Augument assignment versus regular assignment
Kirk McDonald
kirklin.mcdonald at gmail.com
Sat Jul 8 15:35:31 EDT 2006
nagy wrote:
> Thanks, Kirk.
> I considered the += as only a shorthand notation for the assignment
> operator.
> Since for lists + is simply a concatetation, I am not sure it x=x+[2]
> is creating a brand
> new list. Could you refer me to any documentation on this?
Yes:
http://docs.python.org/ref/augassign.html
"An augmented assignment expression like x += 1 can be rewritten as x =
x + 1 to achieve a similar, but not exactly equal effect. In the
augmented version, x is only evaluated once.

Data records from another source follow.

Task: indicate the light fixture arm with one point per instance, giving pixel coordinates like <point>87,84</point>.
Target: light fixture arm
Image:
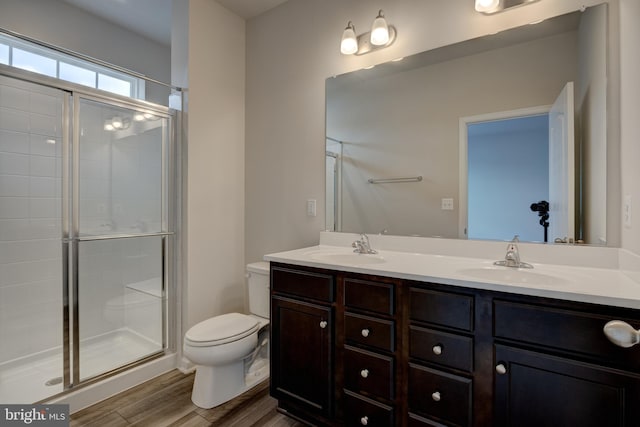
<point>364,42</point>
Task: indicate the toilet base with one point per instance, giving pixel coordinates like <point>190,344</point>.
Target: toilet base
<point>214,386</point>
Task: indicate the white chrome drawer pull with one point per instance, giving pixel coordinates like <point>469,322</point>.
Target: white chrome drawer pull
<point>621,333</point>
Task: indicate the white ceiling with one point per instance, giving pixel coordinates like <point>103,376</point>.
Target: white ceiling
<point>152,18</point>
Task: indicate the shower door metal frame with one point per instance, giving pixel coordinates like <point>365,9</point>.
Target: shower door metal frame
<point>70,239</point>
<point>76,239</point>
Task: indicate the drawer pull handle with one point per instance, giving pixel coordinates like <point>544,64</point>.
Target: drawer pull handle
<point>621,333</point>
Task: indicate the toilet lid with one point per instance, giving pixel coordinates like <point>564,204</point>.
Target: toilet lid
<point>224,328</point>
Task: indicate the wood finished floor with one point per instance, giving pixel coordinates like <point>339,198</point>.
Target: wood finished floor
<point>166,401</point>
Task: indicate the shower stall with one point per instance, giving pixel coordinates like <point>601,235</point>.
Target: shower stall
<point>86,234</point>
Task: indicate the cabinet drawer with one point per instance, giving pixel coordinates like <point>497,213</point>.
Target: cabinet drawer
<point>442,308</point>
<point>307,284</point>
<point>440,395</point>
<point>369,331</point>
<point>563,330</point>
<point>450,350</point>
<point>416,421</point>
<point>360,411</point>
<point>367,295</point>
<point>369,373</point>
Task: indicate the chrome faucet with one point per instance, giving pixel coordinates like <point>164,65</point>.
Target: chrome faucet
<point>512,257</point>
<point>362,246</point>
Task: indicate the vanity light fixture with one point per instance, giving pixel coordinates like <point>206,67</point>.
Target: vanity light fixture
<point>349,44</point>
<point>379,30</point>
<point>489,7</point>
<point>380,36</point>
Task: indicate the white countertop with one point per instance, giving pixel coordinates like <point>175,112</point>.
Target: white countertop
<point>598,285</point>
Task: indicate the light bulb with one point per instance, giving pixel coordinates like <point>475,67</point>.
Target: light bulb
<point>487,5</point>
<point>379,31</point>
<point>349,43</point>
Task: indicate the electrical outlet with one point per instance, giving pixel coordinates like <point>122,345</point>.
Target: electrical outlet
<point>626,211</point>
<point>311,207</point>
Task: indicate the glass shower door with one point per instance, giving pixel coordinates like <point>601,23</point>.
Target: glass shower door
<point>120,229</point>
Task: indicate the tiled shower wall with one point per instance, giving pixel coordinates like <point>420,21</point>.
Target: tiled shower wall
<point>30,219</point>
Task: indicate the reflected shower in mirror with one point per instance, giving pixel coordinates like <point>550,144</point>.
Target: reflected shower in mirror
<point>452,117</point>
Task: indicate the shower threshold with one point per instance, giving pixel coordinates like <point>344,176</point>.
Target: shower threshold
<point>38,376</point>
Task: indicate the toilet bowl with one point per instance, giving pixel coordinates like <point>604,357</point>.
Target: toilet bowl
<point>229,350</point>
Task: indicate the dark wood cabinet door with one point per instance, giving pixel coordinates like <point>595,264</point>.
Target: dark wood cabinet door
<point>302,354</point>
<point>535,389</point>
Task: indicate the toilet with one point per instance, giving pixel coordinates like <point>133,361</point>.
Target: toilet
<point>230,351</point>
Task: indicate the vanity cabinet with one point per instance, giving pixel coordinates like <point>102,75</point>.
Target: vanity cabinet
<point>406,353</point>
<point>302,342</point>
<point>369,350</point>
<point>441,356</point>
<point>554,365</point>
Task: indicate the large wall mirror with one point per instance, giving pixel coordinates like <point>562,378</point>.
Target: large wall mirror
<point>486,139</point>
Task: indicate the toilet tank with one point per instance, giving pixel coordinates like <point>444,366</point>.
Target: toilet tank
<point>258,283</point>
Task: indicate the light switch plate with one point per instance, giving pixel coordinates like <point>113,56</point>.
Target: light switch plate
<point>626,211</point>
<point>311,207</point>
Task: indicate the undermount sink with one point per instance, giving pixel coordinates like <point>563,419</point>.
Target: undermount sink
<point>512,275</point>
<point>348,258</point>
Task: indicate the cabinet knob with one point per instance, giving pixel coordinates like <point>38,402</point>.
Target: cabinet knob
<point>621,333</point>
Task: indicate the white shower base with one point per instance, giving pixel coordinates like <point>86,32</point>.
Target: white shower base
<point>24,380</point>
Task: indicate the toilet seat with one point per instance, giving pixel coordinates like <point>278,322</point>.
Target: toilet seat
<point>221,329</point>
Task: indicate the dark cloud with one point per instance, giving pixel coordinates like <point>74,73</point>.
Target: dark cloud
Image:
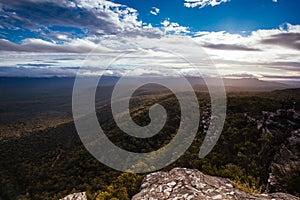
<point>36,72</point>
<point>241,75</point>
<point>31,14</point>
<point>41,47</point>
<point>289,66</point>
<point>34,65</point>
<point>232,47</point>
<point>291,40</point>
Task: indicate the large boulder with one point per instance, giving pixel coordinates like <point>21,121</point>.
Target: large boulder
<point>182,183</point>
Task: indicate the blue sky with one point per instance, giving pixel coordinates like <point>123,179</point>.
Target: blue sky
<point>257,38</point>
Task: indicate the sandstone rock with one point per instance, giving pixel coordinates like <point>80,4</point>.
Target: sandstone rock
<point>285,162</point>
<point>182,183</point>
<point>75,196</point>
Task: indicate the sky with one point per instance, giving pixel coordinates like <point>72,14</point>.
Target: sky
<point>242,38</point>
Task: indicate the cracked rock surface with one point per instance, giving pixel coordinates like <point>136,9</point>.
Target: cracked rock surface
<point>182,183</point>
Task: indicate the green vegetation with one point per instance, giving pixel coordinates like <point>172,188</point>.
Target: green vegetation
<point>52,163</point>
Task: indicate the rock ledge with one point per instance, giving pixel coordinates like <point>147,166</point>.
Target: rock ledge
<point>182,183</point>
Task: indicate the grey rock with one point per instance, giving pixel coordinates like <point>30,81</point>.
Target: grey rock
<point>182,183</point>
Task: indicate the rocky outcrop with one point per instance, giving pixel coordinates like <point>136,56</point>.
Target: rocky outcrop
<point>181,183</point>
<point>287,158</point>
<point>285,162</point>
<point>75,196</point>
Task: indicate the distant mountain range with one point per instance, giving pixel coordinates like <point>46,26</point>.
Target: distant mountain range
<point>243,84</point>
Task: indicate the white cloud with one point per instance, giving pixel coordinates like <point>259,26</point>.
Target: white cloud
<point>174,27</point>
<point>203,3</point>
<point>154,11</point>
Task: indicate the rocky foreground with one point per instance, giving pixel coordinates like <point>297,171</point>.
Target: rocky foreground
<point>181,183</point>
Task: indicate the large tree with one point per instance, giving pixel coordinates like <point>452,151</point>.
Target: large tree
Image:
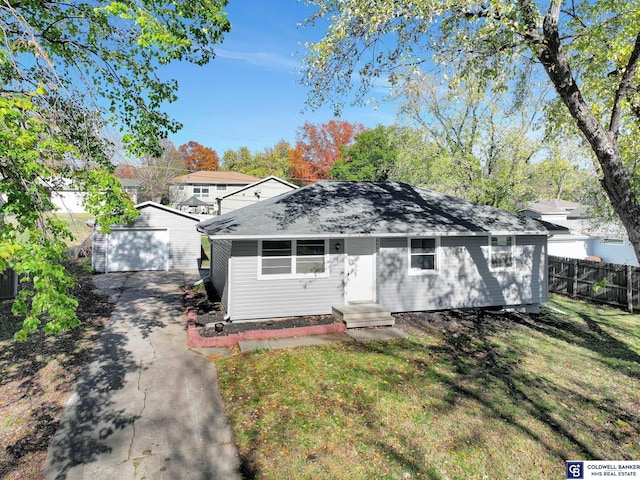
<point>198,157</point>
<point>318,147</point>
<point>587,49</point>
<point>66,70</point>
<point>372,156</point>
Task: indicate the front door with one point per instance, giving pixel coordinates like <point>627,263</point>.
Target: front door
<point>360,270</point>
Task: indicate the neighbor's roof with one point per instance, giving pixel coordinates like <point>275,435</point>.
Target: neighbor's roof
<point>552,206</point>
<point>206,176</point>
<point>344,209</point>
<point>193,202</point>
<point>258,183</point>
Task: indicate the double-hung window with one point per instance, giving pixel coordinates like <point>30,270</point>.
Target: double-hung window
<point>423,255</point>
<point>293,257</point>
<point>502,251</point>
<point>201,191</point>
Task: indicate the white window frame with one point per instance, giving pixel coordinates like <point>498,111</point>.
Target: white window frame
<point>201,193</point>
<point>437,256</point>
<point>294,257</point>
<point>616,242</point>
<point>512,251</point>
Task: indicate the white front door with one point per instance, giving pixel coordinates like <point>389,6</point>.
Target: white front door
<point>360,270</point>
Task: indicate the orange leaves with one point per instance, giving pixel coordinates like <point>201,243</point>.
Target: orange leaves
<point>318,147</point>
<point>197,157</point>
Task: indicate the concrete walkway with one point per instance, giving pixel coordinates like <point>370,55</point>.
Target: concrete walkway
<point>145,407</point>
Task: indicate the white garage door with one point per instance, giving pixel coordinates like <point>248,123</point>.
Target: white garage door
<point>134,250</point>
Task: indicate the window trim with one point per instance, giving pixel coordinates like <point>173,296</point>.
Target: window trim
<point>293,257</point>
<point>416,272</point>
<point>200,193</point>
<point>616,242</point>
<point>513,255</point>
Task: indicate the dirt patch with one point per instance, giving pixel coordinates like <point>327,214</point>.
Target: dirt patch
<point>37,377</point>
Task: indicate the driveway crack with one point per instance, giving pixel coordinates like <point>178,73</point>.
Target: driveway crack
<point>139,415</point>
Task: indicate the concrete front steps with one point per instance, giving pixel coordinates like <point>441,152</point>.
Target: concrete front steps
<point>360,315</point>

Also, when possible, the
actual operation is performed in-place, meaning that rather than
creating a new object and assigning that to the target, the old object
is modified instead."
This behavior is only logical. Consider:
>>> x = [2]
>>> y = x + [4]
After these operations, we have two lists: x (the list [2]) and y (the
list [2, 4]). This is because the expression "x + [4]" creates a new
list. We then bind this new list to the name 'y', and leave the name 'x'
alone.
If we then say this:
>>> x = x + [6]
We are doing much the same operation. We are creating a new list (the
list [2, 6]), and binding it to the name 'x'. The list [2], previously
bound to 'x', is no longer bound to anything, so Python frees it.
The augmented assignment, as I went over previously, attempts to modify
the list object directly. Any names bound to the object (or any other
objects that reference the object) will see the changes.